Hugging Face Profile

The Hugging Face Profile supports both hosted models and custom endpoints, offering the most flexible model configuration in the library. This page describes how to select and configure Hugging Face models for use within the UnO Agentic AI Builder. To ensure seamless interaction within the chat interface and agentic workflows, users must select models specifically optimized for instruction following.

Before you begin

You must have a valid Hugging Face Credential configured in the Credential Library to authenticate this connection.
Ensure that all mandatory fields (marked with *) are completed accurately.

Tested Models

While the UnO Agentic AI Builder can connect to various models hosted on Hugging Face, only the following models currently support the Chat functionality required for interactive agents:

Qwen/Qwen2.5-7B-Instruct
Qwen/Qwen2.5-1.5B-Instruct
openai/gpt-oss-20b

The following models have been tested but are not supported for Chat functionality in the current version:

Incompatible Instruct Models:Qwen/Qwen2.5-3B-Instruct, meta-llama/Llama-3.1-8B-Instruct, and dphn/dolphin-2.9.1-yi-1.5-34b.
Base Models:Qwen/Qwen3-4B, Qwen/Qwen3-0.6B, and openai-community/gpt2. These models lack the instruction-tuning required to follow conversational logic and will not function correctly within the Agentic AI Builder.

Table 1. Mandatory fields
Option	Description
Profile name	A unique identifier for this configuration instance. This name will be used to reference this specific Hugging Face model setup in the Agentic AI Builder.
Models available	Select a supported model from the dropdown list.

Table 2. Optional fields
Options	Description
Other model (overrides mandatory selection above)	Type a specific model name if it does not appear in the standard dropdown list.
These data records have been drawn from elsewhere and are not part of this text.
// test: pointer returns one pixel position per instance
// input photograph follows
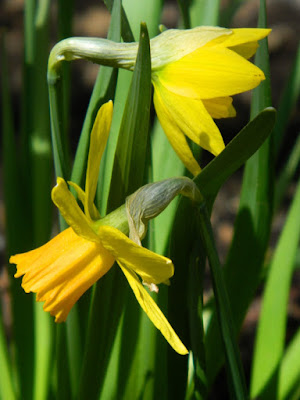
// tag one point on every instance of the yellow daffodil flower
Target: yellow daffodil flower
(196, 86)
(194, 73)
(60, 271)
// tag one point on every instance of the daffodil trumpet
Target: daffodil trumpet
(195, 73)
(60, 271)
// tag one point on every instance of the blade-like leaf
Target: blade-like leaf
(270, 336)
(289, 374)
(252, 226)
(128, 175)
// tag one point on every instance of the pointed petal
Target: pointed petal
(153, 311)
(246, 50)
(62, 270)
(189, 116)
(220, 107)
(82, 197)
(211, 72)
(99, 136)
(151, 267)
(72, 213)
(174, 133)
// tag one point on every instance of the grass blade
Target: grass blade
(252, 225)
(289, 374)
(270, 336)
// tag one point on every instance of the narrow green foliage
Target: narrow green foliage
(289, 373)
(287, 173)
(7, 390)
(129, 164)
(287, 104)
(126, 31)
(105, 315)
(253, 222)
(184, 9)
(225, 317)
(204, 12)
(104, 90)
(235, 154)
(165, 164)
(270, 337)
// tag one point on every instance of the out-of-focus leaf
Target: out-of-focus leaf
(253, 222)
(270, 336)
(289, 373)
(204, 12)
(288, 101)
(128, 175)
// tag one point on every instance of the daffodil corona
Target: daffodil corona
(191, 90)
(194, 73)
(60, 271)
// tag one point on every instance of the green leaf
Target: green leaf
(287, 173)
(225, 317)
(235, 154)
(270, 336)
(7, 390)
(289, 373)
(165, 164)
(252, 225)
(287, 103)
(209, 182)
(106, 309)
(205, 12)
(103, 91)
(130, 158)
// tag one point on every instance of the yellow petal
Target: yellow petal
(246, 50)
(173, 44)
(220, 107)
(153, 311)
(189, 116)
(210, 72)
(151, 267)
(240, 36)
(70, 210)
(98, 139)
(82, 197)
(62, 270)
(174, 133)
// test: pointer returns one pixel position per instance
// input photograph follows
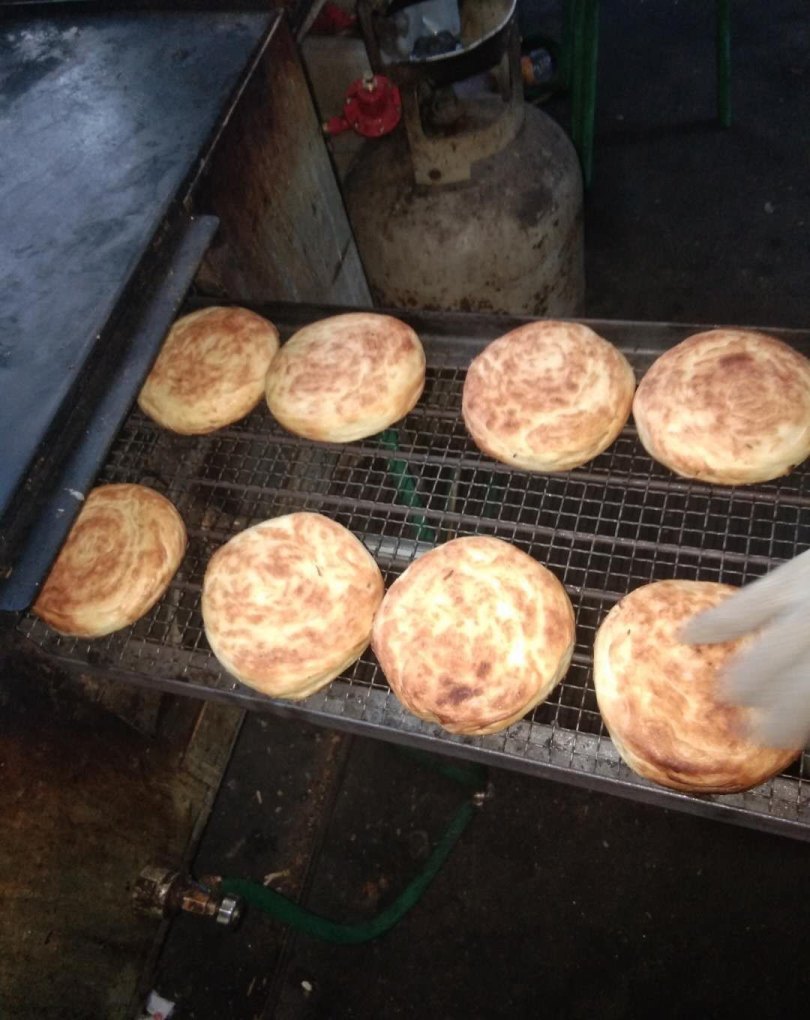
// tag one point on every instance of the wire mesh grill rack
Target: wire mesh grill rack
(616, 523)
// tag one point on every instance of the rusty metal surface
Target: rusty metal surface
(284, 234)
(617, 522)
(85, 801)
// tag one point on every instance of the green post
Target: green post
(723, 46)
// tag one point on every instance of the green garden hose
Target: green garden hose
(470, 776)
(406, 487)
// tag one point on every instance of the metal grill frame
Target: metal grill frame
(616, 523)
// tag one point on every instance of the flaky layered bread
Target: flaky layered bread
(473, 634)
(662, 700)
(210, 370)
(726, 406)
(547, 397)
(346, 377)
(120, 554)
(289, 604)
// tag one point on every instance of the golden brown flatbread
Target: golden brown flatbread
(473, 634)
(288, 604)
(726, 406)
(662, 700)
(210, 370)
(547, 397)
(346, 377)
(118, 559)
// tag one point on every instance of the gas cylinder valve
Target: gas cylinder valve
(371, 108)
(163, 891)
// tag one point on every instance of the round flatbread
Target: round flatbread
(119, 556)
(346, 377)
(288, 604)
(726, 406)
(662, 702)
(473, 634)
(210, 370)
(547, 397)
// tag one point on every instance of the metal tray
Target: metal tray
(619, 522)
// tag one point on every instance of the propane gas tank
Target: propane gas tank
(507, 240)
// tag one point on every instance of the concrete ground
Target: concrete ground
(556, 900)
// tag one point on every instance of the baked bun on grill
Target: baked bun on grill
(662, 701)
(726, 406)
(547, 397)
(289, 604)
(346, 377)
(119, 556)
(473, 634)
(210, 370)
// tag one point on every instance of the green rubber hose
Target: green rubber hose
(470, 775)
(313, 924)
(406, 487)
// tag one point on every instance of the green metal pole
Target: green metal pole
(723, 46)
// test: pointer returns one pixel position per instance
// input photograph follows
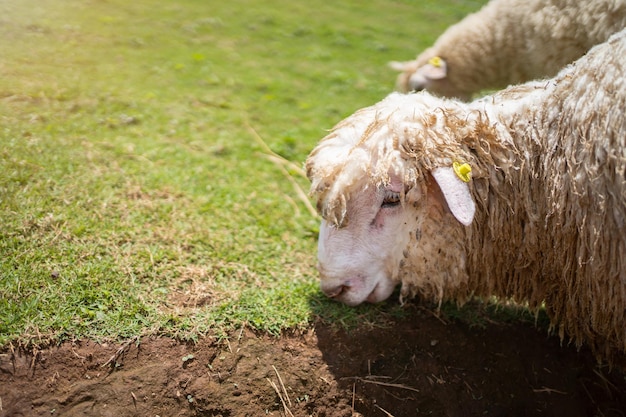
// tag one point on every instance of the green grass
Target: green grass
(134, 197)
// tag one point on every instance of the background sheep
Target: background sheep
(543, 217)
(508, 42)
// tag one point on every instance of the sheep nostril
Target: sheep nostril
(335, 291)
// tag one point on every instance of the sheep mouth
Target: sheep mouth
(374, 297)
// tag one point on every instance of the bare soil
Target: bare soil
(419, 365)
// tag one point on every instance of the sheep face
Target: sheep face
(360, 260)
(392, 204)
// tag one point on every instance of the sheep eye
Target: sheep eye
(390, 199)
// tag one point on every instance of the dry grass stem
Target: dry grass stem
(119, 352)
(280, 396)
(281, 162)
(549, 390)
(386, 384)
(383, 410)
(282, 385)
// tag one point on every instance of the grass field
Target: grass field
(136, 195)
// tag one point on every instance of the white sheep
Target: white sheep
(541, 218)
(508, 42)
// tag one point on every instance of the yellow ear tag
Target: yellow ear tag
(463, 171)
(435, 61)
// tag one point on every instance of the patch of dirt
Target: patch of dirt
(417, 366)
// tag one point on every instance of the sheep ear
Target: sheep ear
(456, 193)
(435, 69)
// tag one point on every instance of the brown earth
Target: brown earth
(419, 365)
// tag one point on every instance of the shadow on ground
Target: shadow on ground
(416, 365)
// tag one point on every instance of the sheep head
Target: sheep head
(393, 207)
(427, 72)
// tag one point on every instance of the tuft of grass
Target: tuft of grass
(134, 197)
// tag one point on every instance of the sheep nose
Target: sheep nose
(334, 291)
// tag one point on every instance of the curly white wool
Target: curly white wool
(548, 185)
(508, 42)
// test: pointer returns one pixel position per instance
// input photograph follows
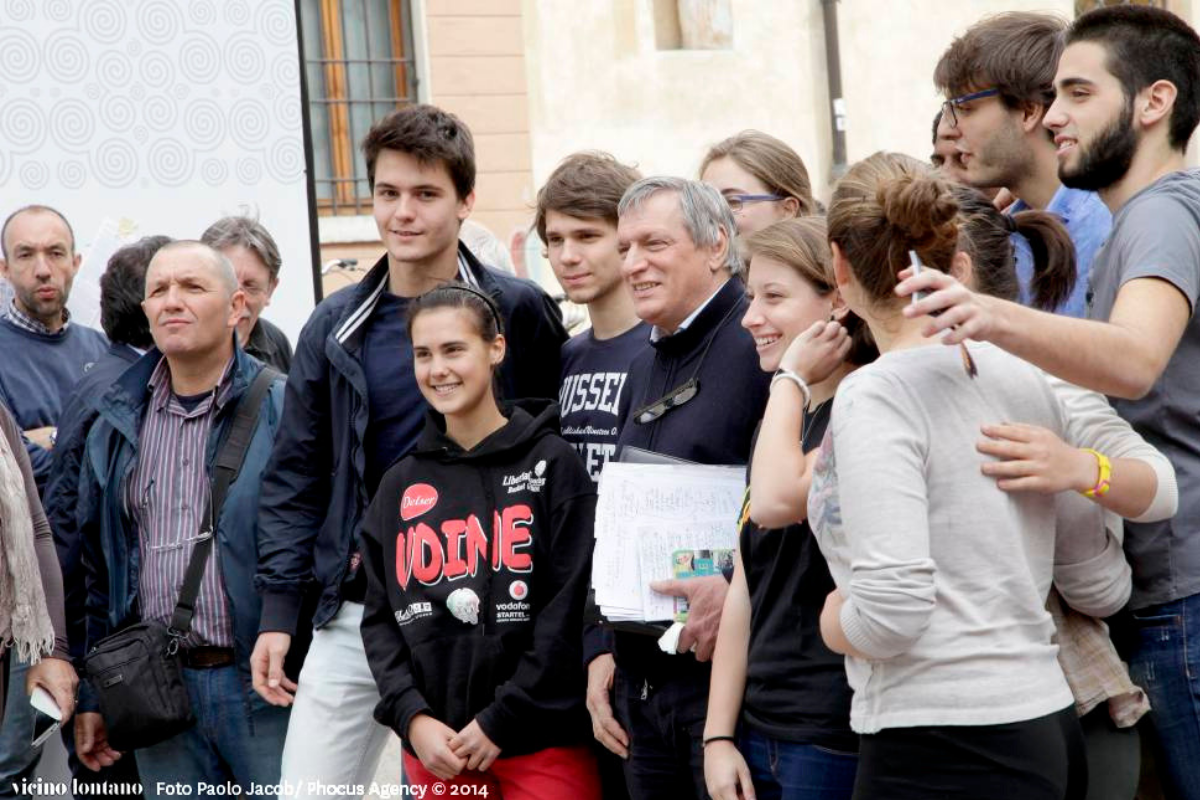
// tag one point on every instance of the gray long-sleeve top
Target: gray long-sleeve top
(43, 541)
(945, 575)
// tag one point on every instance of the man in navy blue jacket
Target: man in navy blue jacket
(696, 394)
(353, 407)
(45, 354)
(143, 500)
(121, 288)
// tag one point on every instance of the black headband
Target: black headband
(487, 300)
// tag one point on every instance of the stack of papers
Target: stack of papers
(646, 516)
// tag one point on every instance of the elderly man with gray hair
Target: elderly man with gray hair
(256, 259)
(144, 504)
(696, 394)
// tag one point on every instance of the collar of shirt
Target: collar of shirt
(162, 397)
(24, 322)
(1065, 203)
(658, 332)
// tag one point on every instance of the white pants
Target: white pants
(333, 737)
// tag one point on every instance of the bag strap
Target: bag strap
(231, 456)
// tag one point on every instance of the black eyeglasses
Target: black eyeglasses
(685, 391)
(951, 107)
(675, 398)
(738, 202)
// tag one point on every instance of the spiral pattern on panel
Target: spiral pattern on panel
(160, 113)
(114, 163)
(72, 125)
(199, 58)
(118, 113)
(156, 70)
(72, 173)
(169, 162)
(115, 94)
(114, 70)
(250, 170)
(249, 124)
(35, 175)
(202, 12)
(237, 12)
(285, 160)
(22, 126)
(58, 10)
(214, 172)
(18, 56)
(244, 58)
(103, 20)
(65, 56)
(19, 11)
(276, 22)
(160, 20)
(204, 124)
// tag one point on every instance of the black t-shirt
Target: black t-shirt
(397, 409)
(796, 686)
(593, 377)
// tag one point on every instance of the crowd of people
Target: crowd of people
(964, 391)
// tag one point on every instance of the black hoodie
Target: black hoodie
(503, 530)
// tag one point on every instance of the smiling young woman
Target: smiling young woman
(478, 548)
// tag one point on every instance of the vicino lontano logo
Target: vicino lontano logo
(532, 480)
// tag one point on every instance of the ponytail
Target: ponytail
(1054, 258)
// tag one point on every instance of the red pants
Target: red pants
(551, 773)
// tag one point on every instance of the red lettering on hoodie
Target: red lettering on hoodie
(423, 554)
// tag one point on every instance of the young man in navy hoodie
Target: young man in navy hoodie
(696, 394)
(352, 409)
(1128, 100)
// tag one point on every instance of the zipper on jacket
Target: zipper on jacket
(485, 475)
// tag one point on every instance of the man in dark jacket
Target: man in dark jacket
(143, 498)
(121, 288)
(353, 407)
(696, 394)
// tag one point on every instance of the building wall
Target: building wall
(598, 80)
(472, 62)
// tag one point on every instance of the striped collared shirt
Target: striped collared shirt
(27, 323)
(166, 495)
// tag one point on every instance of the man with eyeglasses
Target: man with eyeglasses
(999, 80)
(696, 394)
(255, 256)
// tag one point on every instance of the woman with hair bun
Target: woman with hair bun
(942, 576)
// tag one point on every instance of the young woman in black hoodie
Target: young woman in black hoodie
(478, 549)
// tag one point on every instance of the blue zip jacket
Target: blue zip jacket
(63, 489)
(111, 548)
(315, 494)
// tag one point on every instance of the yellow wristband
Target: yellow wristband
(1103, 482)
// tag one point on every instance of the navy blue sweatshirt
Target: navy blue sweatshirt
(37, 373)
(478, 567)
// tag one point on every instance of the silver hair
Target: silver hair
(705, 212)
(249, 233)
(221, 265)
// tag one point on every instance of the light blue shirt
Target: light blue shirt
(1089, 223)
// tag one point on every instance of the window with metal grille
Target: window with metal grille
(359, 66)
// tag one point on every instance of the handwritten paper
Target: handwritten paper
(645, 513)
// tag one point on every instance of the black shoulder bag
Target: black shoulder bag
(136, 672)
This overrides the "Models available" selection.
Temperature	Controls the randomness of the output (range: 0.0 to 1.0). Lower values make the output more deterministic.
Max New Tokens	The maximum number of tokens to generate in the response.
Top P	Nucleus sampling: The model considers the smallest set of tokens whose cumulative probability exceeds the threshold `top_p`.
Top K	Samples from the `k` tokens with the highest probability.
Repetition Penalty	Prevents the model from repeating the same text. A value of `1.0` means no penalty.
Do Sample	(Checkbox) Enables sampling mode (checked by default).
Streaming	(Checkbox) Enables real-time token streaming for faster perceived response times.
Endpoint URL	(Optional) Provide a custom inference endpoint URL if you are using a dedicated Hugging Face Inference Endpoint.
Task	Define the specific task type. The default is usually set to `text-generation`.